Thursday, 9 April 2009

A trip back in time...

This week, to help a friend out, I went and stood on an exhibition stand in London’s Olympia for a couple of days. The event I was attending was called “Screen Expo 2009”and was aimed at users of Digital Signage.

Digital Signage is a relatively new marketing technique (also called DOOH - Digital Out Of Home). Basically, marketing messages can now be delivered to remote displays located anywhere – on streets, on building walls, in stores and so on. Marketers have been showing their adverts to people waiting in Post Office queues for years but modern Digital Signage goes far beyond the simple display of television adverts on screens located in waiting rooms.

Firstly, digital signage can be interactive. For example, images can be projected onto the inside of the glass in a shop window and then a viewer standing on the other side (in the street) can touch the glass to interact with the image, maybe to zoom in on something or to get more information or to view the image from a different angle.
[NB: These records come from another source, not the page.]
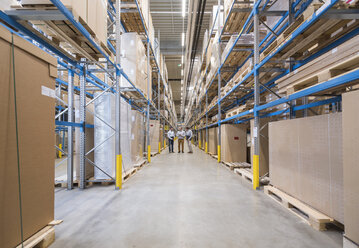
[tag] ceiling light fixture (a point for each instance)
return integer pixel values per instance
(183, 8)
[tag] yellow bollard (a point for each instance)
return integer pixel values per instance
(255, 171)
(219, 153)
(60, 153)
(119, 171)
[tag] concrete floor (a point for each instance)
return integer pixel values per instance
(181, 200)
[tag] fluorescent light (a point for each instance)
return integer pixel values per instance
(183, 8)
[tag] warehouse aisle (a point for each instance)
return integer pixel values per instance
(181, 200)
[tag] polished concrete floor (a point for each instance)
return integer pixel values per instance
(181, 200)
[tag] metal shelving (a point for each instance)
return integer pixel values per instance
(302, 19)
(84, 69)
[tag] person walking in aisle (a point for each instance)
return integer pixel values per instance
(189, 135)
(171, 136)
(181, 135)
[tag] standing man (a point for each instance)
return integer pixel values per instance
(189, 135)
(181, 135)
(171, 136)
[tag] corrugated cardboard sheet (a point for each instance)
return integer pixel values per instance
(234, 143)
(305, 161)
(351, 164)
(36, 132)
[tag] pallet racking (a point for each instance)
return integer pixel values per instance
(302, 33)
(97, 66)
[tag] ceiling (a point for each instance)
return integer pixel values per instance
(169, 23)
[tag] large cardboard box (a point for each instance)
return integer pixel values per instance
(137, 137)
(305, 161)
(263, 146)
(351, 164)
(212, 140)
(35, 73)
(134, 62)
(155, 134)
(234, 143)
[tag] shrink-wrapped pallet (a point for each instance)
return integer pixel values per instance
(306, 161)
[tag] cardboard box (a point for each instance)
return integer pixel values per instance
(263, 146)
(305, 161)
(155, 134)
(36, 131)
(213, 140)
(351, 164)
(138, 136)
(234, 143)
(134, 62)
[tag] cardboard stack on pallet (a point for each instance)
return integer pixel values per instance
(32, 72)
(306, 161)
(134, 63)
(234, 143)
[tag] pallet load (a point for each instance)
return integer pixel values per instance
(233, 143)
(156, 132)
(338, 61)
(134, 63)
(305, 162)
(351, 168)
(263, 146)
(213, 140)
(26, 160)
(92, 14)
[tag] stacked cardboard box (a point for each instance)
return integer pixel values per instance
(351, 168)
(35, 73)
(305, 161)
(137, 136)
(233, 143)
(212, 140)
(155, 134)
(134, 62)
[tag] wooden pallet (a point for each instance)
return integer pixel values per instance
(64, 36)
(237, 165)
(244, 173)
(314, 218)
(287, 33)
(43, 238)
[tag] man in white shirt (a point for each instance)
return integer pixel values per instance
(171, 136)
(181, 135)
(189, 135)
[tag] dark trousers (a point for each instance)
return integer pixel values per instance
(170, 145)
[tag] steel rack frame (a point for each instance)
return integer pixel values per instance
(259, 62)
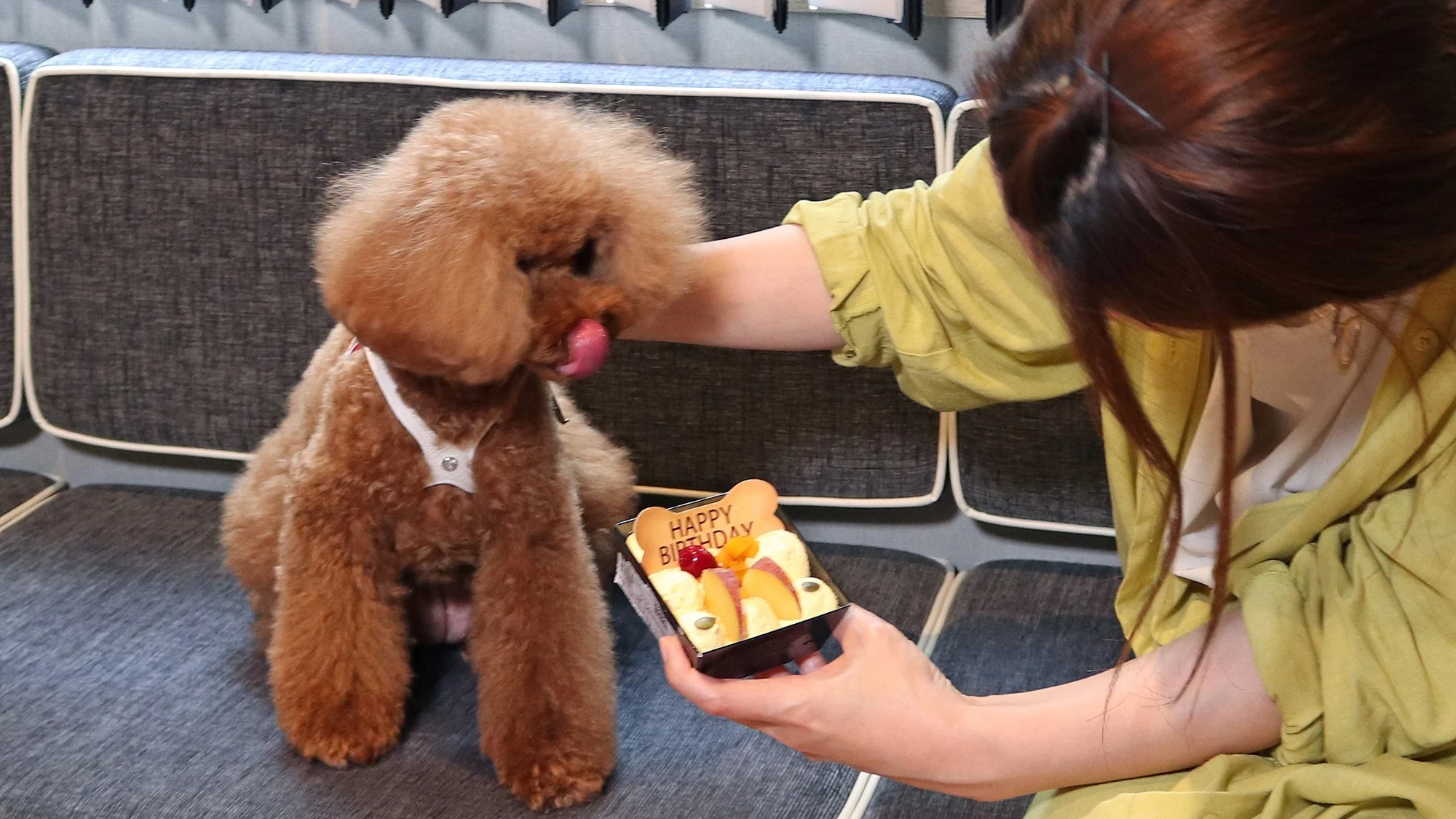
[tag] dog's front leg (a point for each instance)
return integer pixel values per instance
(339, 659)
(542, 647)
Also, digital signage is starting to become “intelligent” and many displays now include sensors that use some sophisticated software to gain an understanding of who is looking at the display. If the software detects that the viewer is male (or predominantly male in the case of multiple viewers) it will select male relevant content to show on the display. A good example would be a car showroom where images of a car may be being shown on a wall display. If the display detects that a woman is watching, it will start showing family and safety related content. However, if a male is watching, it will show more performance related content. Digital signage brings together almost every part of a company’s marketing activity such as their online web based content and puts it in the heart of a store or on the street. Instead of just showing adverts, the content can educate or entertain and really engage with the viewer.
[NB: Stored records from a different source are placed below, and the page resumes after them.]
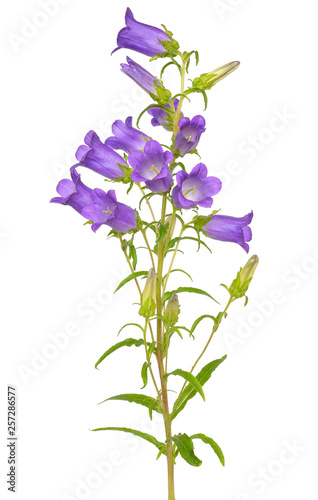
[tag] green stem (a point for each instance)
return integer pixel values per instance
(149, 362)
(215, 327)
(149, 249)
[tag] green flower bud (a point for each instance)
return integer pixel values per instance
(241, 283)
(148, 298)
(172, 311)
(207, 80)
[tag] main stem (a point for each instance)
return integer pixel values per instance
(164, 392)
(161, 255)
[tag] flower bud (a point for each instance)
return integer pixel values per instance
(207, 80)
(241, 283)
(148, 298)
(172, 311)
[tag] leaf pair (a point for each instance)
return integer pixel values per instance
(185, 447)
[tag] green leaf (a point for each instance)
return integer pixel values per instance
(189, 290)
(133, 255)
(124, 343)
(143, 435)
(144, 374)
(198, 320)
(189, 391)
(130, 324)
(179, 238)
(215, 447)
(179, 270)
(140, 399)
(189, 378)
(186, 449)
(129, 278)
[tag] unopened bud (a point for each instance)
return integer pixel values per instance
(207, 80)
(172, 311)
(148, 298)
(241, 283)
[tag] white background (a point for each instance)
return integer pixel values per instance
(61, 82)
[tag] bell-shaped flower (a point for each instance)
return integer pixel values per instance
(105, 209)
(126, 137)
(100, 158)
(73, 192)
(234, 229)
(195, 188)
(189, 134)
(141, 37)
(146, 81)
(152, 167)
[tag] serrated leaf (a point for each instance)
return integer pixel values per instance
(215, 447)
(188, 290)
(130, 324)
(140, 399)
(189, 378)
(198, 320)
(179, 238)
(124, 343)
(143, 435)
(189, 391)
(186, 449)
(144, 374)
(129, 278)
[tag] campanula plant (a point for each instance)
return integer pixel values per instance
(138, 160)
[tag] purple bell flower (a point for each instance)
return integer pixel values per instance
(189, 134)
(140, 75)
(234, 229)
(73, 192)
(100, 158)
(126, 137)
(152, 167)
(159, 116)
(141, 37)
(195, 188)
(105, 209)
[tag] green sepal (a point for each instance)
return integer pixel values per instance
(186, 449)
(215, 447)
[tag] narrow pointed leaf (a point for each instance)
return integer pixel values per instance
(186, 449)
(215, 447)
(198, 320)
(143, 435)
(189, 391)
(189, 378)
(140, 399)
(124, 343)
(129, 278)
(189, 290)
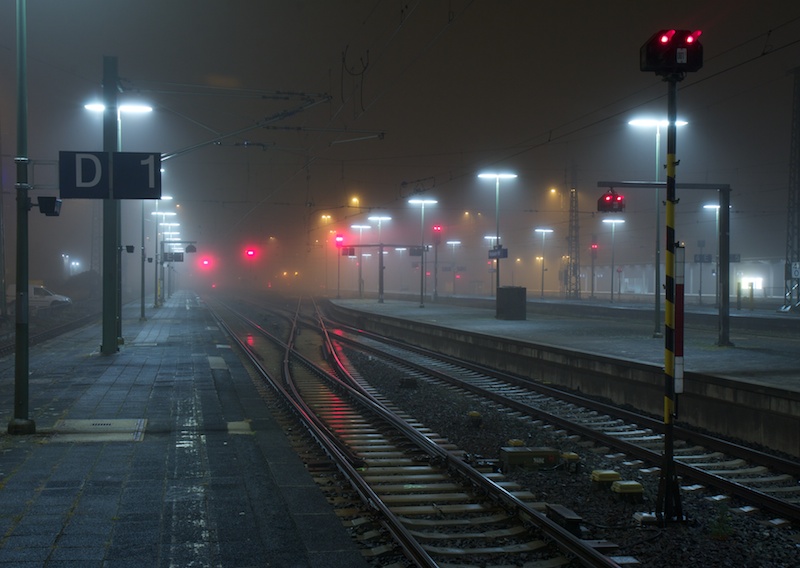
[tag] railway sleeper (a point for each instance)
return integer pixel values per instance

So, why did such 21st century wizardry take me back in time? Well, the exhibition I was attending reminded me of the computer industry 20 years ago. The exhibition hall was packed with companies offering various components of the solution, each with the expectation that the prospects wandering around the hall would know what they needed and would be prepared to put it all together.

Some years ago, the computer industry sold its products to people that really understood how it all worked and how it all went together. The marketing was all aimed at the tech savvy buyer and was highly technical, feature driven and complicated. Can you image buying a car by deciding which engine you want and I don’t just mean what size, I mean would you like an engine from manufacturer A, B or C and then deciding what size you wanted. Then you would choose your transmission system supplier, your chassis supplier and so on and you’d hope all this stuff worked together. You’d either be a highly skilled mechanic who could build the finished car yourself or you would need to employ the services of a specialist company that would put all the component parts together for you.
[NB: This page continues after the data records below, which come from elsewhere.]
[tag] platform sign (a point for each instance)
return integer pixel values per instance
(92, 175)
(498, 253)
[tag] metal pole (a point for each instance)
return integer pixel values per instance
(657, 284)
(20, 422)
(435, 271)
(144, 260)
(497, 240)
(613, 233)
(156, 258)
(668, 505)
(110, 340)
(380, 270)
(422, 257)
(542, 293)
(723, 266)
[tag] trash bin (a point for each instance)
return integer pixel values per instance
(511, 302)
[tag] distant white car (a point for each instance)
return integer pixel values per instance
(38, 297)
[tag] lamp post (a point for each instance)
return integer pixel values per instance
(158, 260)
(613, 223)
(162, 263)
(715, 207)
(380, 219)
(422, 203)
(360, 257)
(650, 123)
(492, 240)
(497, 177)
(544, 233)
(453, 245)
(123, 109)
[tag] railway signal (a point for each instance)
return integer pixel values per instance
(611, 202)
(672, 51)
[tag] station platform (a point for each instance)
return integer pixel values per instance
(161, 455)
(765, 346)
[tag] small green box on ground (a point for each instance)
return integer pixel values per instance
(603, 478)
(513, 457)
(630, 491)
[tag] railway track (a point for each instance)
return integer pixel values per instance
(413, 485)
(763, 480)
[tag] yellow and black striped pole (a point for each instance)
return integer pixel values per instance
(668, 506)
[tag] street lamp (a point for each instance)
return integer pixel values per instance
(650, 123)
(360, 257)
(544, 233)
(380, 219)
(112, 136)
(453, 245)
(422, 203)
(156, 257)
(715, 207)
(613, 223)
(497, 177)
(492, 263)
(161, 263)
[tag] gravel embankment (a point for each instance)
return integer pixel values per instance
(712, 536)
Even though car manufacturers themselves make only a small part of the vehicle these days and rely on component suppliers to provide them with everything from spark plugs and batteries, switches and tyres, they still deliver you a complete finished product that you can simply drive away from the showroom without needing to do anything more than sign the hand-over form.

These days, you can buy many computer systems in a similar way. A large manufacturer sources components from the likes of Intel and Microsoft and they deliver a system that is just about ready to go in just a few minutes with the systems pre-configured as ordered and all the software pre-installed.

Well, the digital signage industry is nowhere near as advanced. In order for a large retailer to start using digital signage in their stores they need to be experts in so many technologies and marketing techniques that it is not difficult to understand why such a powerful technology is struggling to gain real momentum.
I am not even sure it is a technology sale. Having spoken to some of the confused and dazed delegates at the event it was clear that what they wanted to do was have a marketing conversation about how to convert window shoppers into in-store buyers or how help customers understand complex products without employing an army of highly trained shop assistants. They were not in the least bit interested in discussing which cabling topology or wireless standard to adopt or which display mounting arrangement worked best with large format plasma displays.

My friend’s stand (Rocket Communications) was offering an end-to-end service that included content design and it was like an oasis in the middle of a hi-tech battle ground. Marketing folks wandering around looking for a way to up-sell cosmetics in the concessions area of their department store suddenly found themselves talking to people that understood marketing and who wanted to discuss messaging and all the things they worked on every day. They would engage with us for a while and talk to humans in plain English before they had to step off the stand and head back into the world of speeds and feeds and digital multi channel encoders with HD signal splitters and signal repeaters.

Once the digital signage industry starts talking to its customers in a language they understand and offering solutions they can actually use, without needing to recruit a translator, I think we will all be amazed at how clever some of the solutions are and how much more interesting they can make a trip to the shops.